Mystery of reverse aid


What would you think if you heard about someone giving away $1b dollars to charity? You would probably think they are the most humane people on this Earth. However charity from the ultra-rich is not what it looks like. The wealthy have transformed the act of charity to something more insidious and certainly not pure. To them, giving away is investing.

In 2014, Mark Zuckerberg, co-founder, chair and CEO of Facebook spoke about his plans to donate $1b of his huge empire to charity. The world buzzed and showered him with praises for his charitable donations. The Business Insider even went as far as calling him the planet’s best human being. However when you look past the press coverage and the guise of corporate social responsibility, one can’t help but wonder if Mr Zuckerberg is not trying to placate his critics.

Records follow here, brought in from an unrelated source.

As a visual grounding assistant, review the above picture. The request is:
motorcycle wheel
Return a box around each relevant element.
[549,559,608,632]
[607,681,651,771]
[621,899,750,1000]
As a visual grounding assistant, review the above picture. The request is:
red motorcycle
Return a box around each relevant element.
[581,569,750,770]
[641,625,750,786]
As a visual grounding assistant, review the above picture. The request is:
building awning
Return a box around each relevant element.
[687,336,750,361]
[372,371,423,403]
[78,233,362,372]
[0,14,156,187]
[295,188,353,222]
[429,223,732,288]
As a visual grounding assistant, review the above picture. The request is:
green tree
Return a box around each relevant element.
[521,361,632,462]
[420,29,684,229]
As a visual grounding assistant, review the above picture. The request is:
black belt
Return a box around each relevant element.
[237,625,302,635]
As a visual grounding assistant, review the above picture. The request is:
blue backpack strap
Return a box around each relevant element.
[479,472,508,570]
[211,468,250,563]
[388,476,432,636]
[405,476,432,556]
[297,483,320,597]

Facebook has been facing serious issues especially relating to monetization and lack of privacy of its consumers. Apparently these acts of charity should be enough to silence the critical voice in anyone’s head.

There is a need to follow up on these extraordinary charity donations. Most of the time rich people use charity causes as a means to avoid taxation. In 2014, Nicholas Woodman, the founder and chief executive of GoPro, publicly announced that he will be giving approximately $500m worth of GoPro stock to the Silicon Valley Community Foundation, an organization based in Mountain View, California, that would house the assets of the freshly formed Jill and Nicholas Woodman Foundation. At the time of the announcement GoPro was worth almost $3b.

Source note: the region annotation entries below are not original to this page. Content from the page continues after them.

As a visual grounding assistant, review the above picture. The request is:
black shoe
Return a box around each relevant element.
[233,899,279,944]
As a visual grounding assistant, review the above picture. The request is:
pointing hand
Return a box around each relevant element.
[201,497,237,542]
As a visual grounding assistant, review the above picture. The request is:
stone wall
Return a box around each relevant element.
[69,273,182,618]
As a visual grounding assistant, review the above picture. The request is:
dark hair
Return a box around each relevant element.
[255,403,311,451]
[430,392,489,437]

Fast forward, 2018 and there is no trace of the foundation, they have no website or listed areas of focus. Apparently the foundation only has one beneficiary, an elementary school in California. There is no trace of the $500 million dollars either, which is really not surprising. In 2014, GoPro faced a huge tax bill but that was immediately solved when they donated to the Silicon Valley Community foundation. Not only was he saved from paying million of dollars to taxes but Mr Woodman probably cut his personal tax bill by half for years to come. The best part is, he also got his company great positive media coverage and if negative press is still good press, imagine what good free positive press can do for a business.Donor-advised funds enable the rich people to donate their assets whether in cash, company stock, real estate , crypto currencies or art to charity foundations without relinquishing control. This also allows the donors to be relieved of the burden to pay taxes immediately they give their assets to these sponsoring institutions but the institutions may have to wait for a long time for the funds and in some cases they never get it at all.

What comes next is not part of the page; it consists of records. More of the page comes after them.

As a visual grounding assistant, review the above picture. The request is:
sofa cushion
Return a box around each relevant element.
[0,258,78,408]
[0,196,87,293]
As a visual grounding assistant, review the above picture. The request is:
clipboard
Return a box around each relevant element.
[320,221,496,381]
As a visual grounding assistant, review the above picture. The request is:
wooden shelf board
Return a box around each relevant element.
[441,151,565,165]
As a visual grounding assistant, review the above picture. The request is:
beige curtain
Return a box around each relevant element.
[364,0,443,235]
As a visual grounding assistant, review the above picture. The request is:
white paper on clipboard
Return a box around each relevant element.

According to critics, the donor-advised funds have created the worst form of philanthropy today. Philanthropy has simply become a way that gives perks to the riches and a wave of uncertainty to the rest who don’t have cushy millions in the banks. It has enabled the rich the perk of privacy whereby they are not required to disclose how and why they choose to give to charity. They are free from public scrutiny and can fund whichever cause they choose whether it is political or not. This has allowed them the perk of obscuring their political activities and with President Trump in charge in the USA, it is getting more easier.

In their book, The philanthrocapitalism, the authors, Matthew Bishop and Michael Green delves into a belief on how the rich can save the world.  Apparently there are some big problems in the world that only the rich can solve and make it right. This begs the question, do we really need the ultra rich to save the world. The truth about these charitable donations from the rich is that very few go into helping to make the world a better place. Less than 5% of these extremely huge donations go to helping the poor.

As we celebrate philanthropists who are clearly working and funding good causes, we must also open our eyes to those who have turned charity into businesses ventures and protection strategy. To them, philanthropy is simply moving money from their left to their right pocket.